According to The Guardian, Space Roasters is the brainchild of Anders Cavallini and Hatem Alkhafaji. The Dubai pair’s plan is to shoot a pressurized tank filled with 300kg of green coffee into space—around 200km, or 124 miles, in height (for reference, the ozone is around 30km from the earth)—and then let the heat from re-entry do all the roasting. Their theory is essentially that gravity accounts for the flaws in coffee roasting: “beans tumble around, break apart, and are scorched by contact with the hot surfaces of the roaster,” per the article. But in space, where no one can hear your beans go to first crack, “if gravity is removed, the beans float around in a heated oven, giving them 360 degrees of evenly distributed heat and roasting to near perfection.”
According to The Guardian, the temperature inside the capsule will be held at around 200°C (392°F) for the entirety of the 20-minute plummet back to earth. Cavallini and Alkhafaji are unsure yet how much they will charge per cup of their space coffee, but seeing how it will be sold in Dubai, it’s safe to say it will fall in the “fuckton of dirhams” range. According to their website, a pre-sale starts in four weeks, where the price will presumably be revealed.

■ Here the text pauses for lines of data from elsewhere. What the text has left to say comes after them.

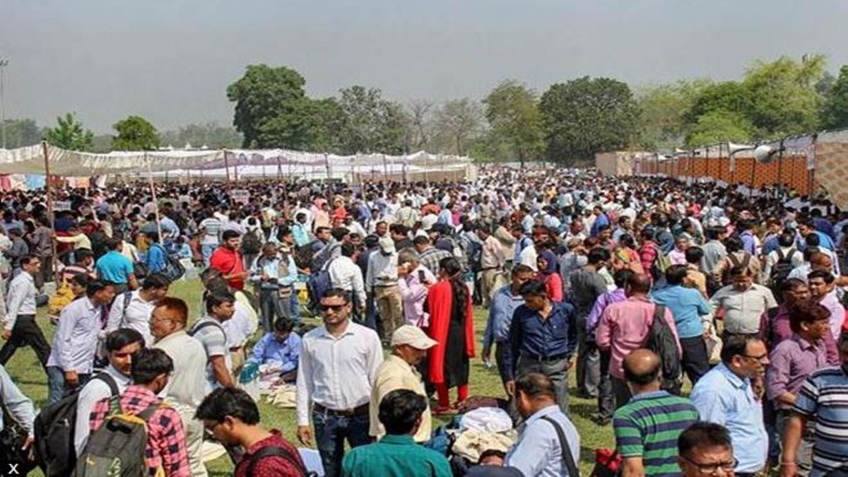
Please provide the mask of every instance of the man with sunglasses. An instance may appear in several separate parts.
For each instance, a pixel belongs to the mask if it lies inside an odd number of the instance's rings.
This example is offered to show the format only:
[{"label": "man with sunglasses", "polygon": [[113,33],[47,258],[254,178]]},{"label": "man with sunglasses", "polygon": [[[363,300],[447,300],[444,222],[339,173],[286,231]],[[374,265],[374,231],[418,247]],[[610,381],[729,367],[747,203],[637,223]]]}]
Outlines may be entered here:
[{"label": "man with sunglasses", "polygon": [[690,425],[678,437],[678,463],[683,477],[732,477],[738,463],[730,433],[715,423],[700,421]]},{"label": "man with sunglasses", "polygon": [[324,326],[304,335],[298,366],[298,439],[315,441],[327,477],[342,471],[344,441],[350,447],[371,443],[371,383],[382,362],[377,333],[350,320],[350,294],[327,290],[321,299]]},{"label": "man with sunglasses", "polygon": [[692,404],[700,418],[728,428],[739,461],[736,475],[753,476],[766,465],[768,435],[762,403],[752,379],[762,379],[768,366],[766,344],[753,334],[730,334],[722,348],[722,362],[692,389]]}]

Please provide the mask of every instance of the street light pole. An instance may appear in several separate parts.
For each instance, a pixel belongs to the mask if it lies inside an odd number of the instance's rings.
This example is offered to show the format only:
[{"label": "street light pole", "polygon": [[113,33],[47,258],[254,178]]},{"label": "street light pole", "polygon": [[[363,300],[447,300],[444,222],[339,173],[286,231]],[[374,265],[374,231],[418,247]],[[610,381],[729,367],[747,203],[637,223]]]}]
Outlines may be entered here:
[{"label": "street light pole", "polygon": [[6,98],[3,96],[3,79],[8,59],[0,59],[0,130],[3,134],[3,149],[6,149]]}]

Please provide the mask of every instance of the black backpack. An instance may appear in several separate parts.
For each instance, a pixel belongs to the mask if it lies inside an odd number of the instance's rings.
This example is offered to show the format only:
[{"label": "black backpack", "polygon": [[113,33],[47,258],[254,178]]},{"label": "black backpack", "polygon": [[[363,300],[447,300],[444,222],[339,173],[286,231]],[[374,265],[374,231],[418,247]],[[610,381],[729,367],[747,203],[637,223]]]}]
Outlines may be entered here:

The real question is—other than the very obvious, “Why?! Why are you doing this!?!—will the coffee be any good? 20 minutes is a pretty long roast time, at least by terrestrial standards, but 200°C is a very low temperature. Like, “may not make it to first crack” low. I’m no roaster or anything, but that doesn’t quite sound like a recipe for success. Or good coffee. Though, Cavallini has “over five years experience, roasting, brewing, tasting coffee from around the world,” according to a very ambiguous statement on the company’s about the duo’s coffee bona fides, so maybe they know what they’re doing?

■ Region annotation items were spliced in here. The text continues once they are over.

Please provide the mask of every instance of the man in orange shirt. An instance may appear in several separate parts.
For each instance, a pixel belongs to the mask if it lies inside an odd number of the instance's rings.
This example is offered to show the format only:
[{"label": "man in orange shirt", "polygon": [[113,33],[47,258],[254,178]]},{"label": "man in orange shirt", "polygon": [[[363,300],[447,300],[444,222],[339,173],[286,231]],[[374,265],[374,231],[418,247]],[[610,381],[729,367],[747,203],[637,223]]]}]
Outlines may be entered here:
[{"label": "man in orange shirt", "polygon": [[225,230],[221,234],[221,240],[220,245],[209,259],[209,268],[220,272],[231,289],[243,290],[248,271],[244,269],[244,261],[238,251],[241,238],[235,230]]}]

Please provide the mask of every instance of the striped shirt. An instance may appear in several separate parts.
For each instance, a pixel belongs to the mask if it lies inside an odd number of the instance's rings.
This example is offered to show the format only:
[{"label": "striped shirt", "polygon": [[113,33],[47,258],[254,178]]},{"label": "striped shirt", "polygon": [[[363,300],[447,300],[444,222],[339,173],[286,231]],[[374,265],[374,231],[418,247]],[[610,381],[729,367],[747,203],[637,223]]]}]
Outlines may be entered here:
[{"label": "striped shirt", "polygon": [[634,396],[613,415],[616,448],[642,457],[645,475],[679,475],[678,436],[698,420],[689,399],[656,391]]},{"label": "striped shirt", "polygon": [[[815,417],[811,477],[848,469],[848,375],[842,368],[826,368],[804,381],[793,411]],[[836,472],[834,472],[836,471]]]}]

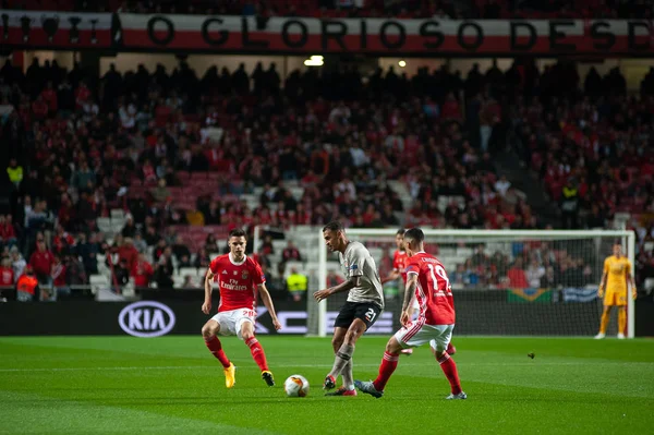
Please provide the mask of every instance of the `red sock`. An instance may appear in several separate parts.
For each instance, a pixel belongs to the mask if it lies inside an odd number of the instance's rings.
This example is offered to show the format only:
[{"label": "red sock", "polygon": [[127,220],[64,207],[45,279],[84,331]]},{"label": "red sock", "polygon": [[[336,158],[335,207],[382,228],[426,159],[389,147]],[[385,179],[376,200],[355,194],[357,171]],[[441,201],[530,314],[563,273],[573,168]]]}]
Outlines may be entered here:
[{"label": "red sock", "polygon": [[452,345],[452,342],[450,341],[449,343],[447,343],[447,349],[445,350],[447,353],[451,355],[453,355],[457,352],[457,348],[455,348],[455,346]]},{"label": "red sock", "polygon": [[259,366],[262,372],[267,371],[268,362],[266,361],[266,353],[264,353],[264,348],[262,348],[258,340],[255,337],[252,337],[250,340],[245,341],[245,345],[250,348],[250,352],[252,353],[252,358],[256,362],[256,365]]},{"label": "red sock", "polygon": [[229,364],[231,363],[222,351],[222,345],[220,343],[218,337],[214,336],[209,339],[209,341],[205,340],[205,345],[207,345],[209,351],[218,359],[218,361],[220,361],[220,364],[222,364],[225,368],[229,367]]},{"label": "red sock", "polygon": [[379,365],[379,374],[377,375],[377,378],[373,380],[373,385],[377,391],[384,391],[384,388],[386,388],[386,383],[390,379],[390,375],[392,375],[392,372],[395,372],[398,366],[399,357],[399,353],[384,352],[382,365]]},{"label": "red sock", "polygon": [[446,352],[440,357],[440,360],[438,360],[438,364],[440,364],[440,368],[443,368],[443,373],[445,373],[447,380],[450,382],[452,395],[461,392],[461,380],[459,380],[459,372],[457,372],[455,360]]}]

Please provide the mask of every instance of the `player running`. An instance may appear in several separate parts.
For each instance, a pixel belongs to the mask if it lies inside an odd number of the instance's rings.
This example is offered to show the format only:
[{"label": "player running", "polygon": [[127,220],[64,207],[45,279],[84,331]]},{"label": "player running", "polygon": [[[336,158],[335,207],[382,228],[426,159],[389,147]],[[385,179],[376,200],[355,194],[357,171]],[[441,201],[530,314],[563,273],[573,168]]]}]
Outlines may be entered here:
[{"label": "player running", "polygon": [[[409,257],[407,256],[407,251],[404,250],[404,229],[400,228],[398,230],[398,232],[396,233],[396,246],[397,250],[396,252],[392,254],[392,270],[390,271],[390,274],[388,274],[388,276],[384,279],[382,279],[382,285],[385,285],[388,281],[393,281],[396,279],[398,279],[399,277],[402,277],[402,282],[404,283],[404,287],[407,286],[407,271],[405,269],[405,264],[407,261],[409,259]],[[413,305],[411,305],[411,310],[413,313],[417,313],[417,301],[413,301]],[[413,349],[409,348],[409,349],[402,349],[402,352],[405,355],[411,355],[413,354]]]},{"label": "player running", "polygon": [[[388,340],[379,374],[375,380],[355,380],[363,392],[376,398],[384,396],[384,388],[398,366],[400,350],[415,348],[429,342],[440,368],[450,383],[451,394],[447,399],[467,399],[461,390],[457,364],[447,352],[455,329],[455,301],[449,279],[443,264],[424,252],[425,234],[419,228],[404,233],[404,246],[409,255],[407,264],[407,289],[400,322],[404,325]],[[420,314],[410,321],[412,299],[417,299]]]},{"label": "player running", "polygon": [[[400,276],[402,277],[402,282],[404,283],[404,288],[407,288],[407,263],[409,262],[409,255],[407,255],[407,250],[404,249],[404,229],[401,228],[396,233],[396,246],[398,247],[392,255],[392,270],[391,273],[382,280],[382,283],[386,283],[388,281],[392,281],[393,279],[398,279]],[[417,304],[417,299],[413,298],[413,303],[411,304],[411,311],[409,313],[409,318],[414,321],[420,315],[420,306]],[[447,353],[451,357],[457,352],[457,348],[450,342],[447,346]],[[413,348],[402,349],[400,353],[405,355],[413,354]],[[433,351],[432,351],[433,353]]]},{"label": "player running", "polygon": [[209,351],[225,367],[225,385],[231,388],[235,384],[234,364],[229,361],[222,351],[218,334],[222,336],[235,335],[247,345],[252,358],[262,371],[262,378],[269,387],[275,385],[272,373],[268,370],[264,348],[254,337],[254,323],[256,321],[257,290],[264,305],[272,318],[275,329],[280,329],[281,324],[275,314],[275,306],[270,293],[266,289],[266,277],[259,265],[245,255],[245,231],[231,230],[228,244],[229,254],[214,258],[205,278],[205,301],[202,312],[209,314],[211,311],[211,280],[217,278],[220,291],[218,314],[211,317],[203,327],[202,336]]},{"label": "player running", "polygon": [[[614,306],[618,307],[618,338],[625,338],[625,327],[627,326],[627,283],[631,285],[631,297],[635,299],[637,290],[633,276],[631,275],[631,262],[622,255],[622,246],[619,243],[614,244],[614,254],[604,261],[604,274],[600,281],[597,295],[604,298],[604,311],[600,323],[600,333],[595,339],[606,337],[606,327],[610,319],[610,311]],[[604,288],[606,285],[606,294]]]},{"label": "player running", "polygon": [[347,280],[316,291],[314,298],[320,302],[332,294],[349,292],[348,301],[334,322],[331,346],[336,358],[331,372],[325,377],[323,388],[334,389],[338,375],[341,375],[343,385],[326,396],[356,396],[352,377],[354,346],[384,310],[384,291],[375,259],[363,244],[348,240],[341,222],[327,223],[323,228],[323,238],[330,252],[338,252]]}]

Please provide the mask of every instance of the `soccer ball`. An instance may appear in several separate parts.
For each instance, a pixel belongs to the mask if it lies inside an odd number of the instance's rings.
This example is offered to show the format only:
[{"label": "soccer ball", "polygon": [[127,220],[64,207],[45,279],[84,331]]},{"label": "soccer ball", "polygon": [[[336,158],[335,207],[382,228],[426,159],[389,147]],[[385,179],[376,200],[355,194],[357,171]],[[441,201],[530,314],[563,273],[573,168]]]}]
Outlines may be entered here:
[{"label": "soccer ball", "polygon": [[308,380],[302,375],[292,375],[283,383],[288,397],[305,397],[308,395]]}]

But what is progress and innovation without a few over-engineered misfires? And who knows, maybe this one isn’t a stinker. Maybe this sous-vide free fall through space is how all coffee will be roasted in the future. I have my doubts, but I’m willing to be proven wrong if Cavallini and Alkhafaji want to send me some coffee to try, ideally by not targeting a plummeting coffee rocket ship at my house.
Hopefully the coffee won’t collide with the La Colombe Draft Latte Todd Carmichael shot into space (if he did in fact send one to space, though we have our doubts).